Extract variables from strings

I’d like write a macro to extract variables from strings. So writing

@string_extract     "test var_1 and var_2"      "test $x and $y"

would set

  x = "var_1"  
  y = "var_2"

So, is there a function to convert "test $x and $y" into a list or dictionary like:

[
  "test "    : string,
  x          : variable,
  " and "    : sting,
  y          : variable 
]

Possibly related: Parse structured string to dictionary - General Usage - JuliaLang

A simple

_, x, _, y = split("test var_1 and var_2")

sets x and y as desired.
It was not clear from your description if variable names x and y are hard-wired or to be parsed first.
But using $x in a string does interpolation and requires x to be known.

1 Like
julia> Meta.@dump "test $x and $y"
Expr
  head: Symbol string
  args: Array{Any}((4,))
    1: String "test "
    2: Symbol x
    3: String " and "
    4: Symbol y

The expression itself is already the solution that you want.
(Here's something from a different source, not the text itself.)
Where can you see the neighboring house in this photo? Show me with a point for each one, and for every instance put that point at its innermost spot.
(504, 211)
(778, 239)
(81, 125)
This could be one implementation, but it will only work if there are no two interpolations side by side:

macro string_extract(string::String, strexp::Expr)
    range = 0:0
    args = strexp.args
    strindices = map(args) do arg
        !(arg isa String) && return missing
        range = findnext(arg, string, range[end]+1)
    end

    ranges = map(1:length(strindices)) do i
        if ismissing(strindices[i])
            start = i == 1 ? 1 : strindices[i-1][end]+1
            stop = i == length(strindices) ? length(string) : strindices[i+1][1]-1
            start:stop
        else
            strindices[i]
        end
    end

    args .=> getindex.(string, ranges)
end

julia> @string_extract "test var_1 and var_2" "test $x and $y"
4-element Vector{Pair{A, String} where A}:
 "test " => "test "
      :x => "var_1"
 " and " => " and "
      :y => "var_2"
1 Like

Fantastic :slight_smile:
but how do you go from this to having variables x and y with values “var_1” and “var_2” ?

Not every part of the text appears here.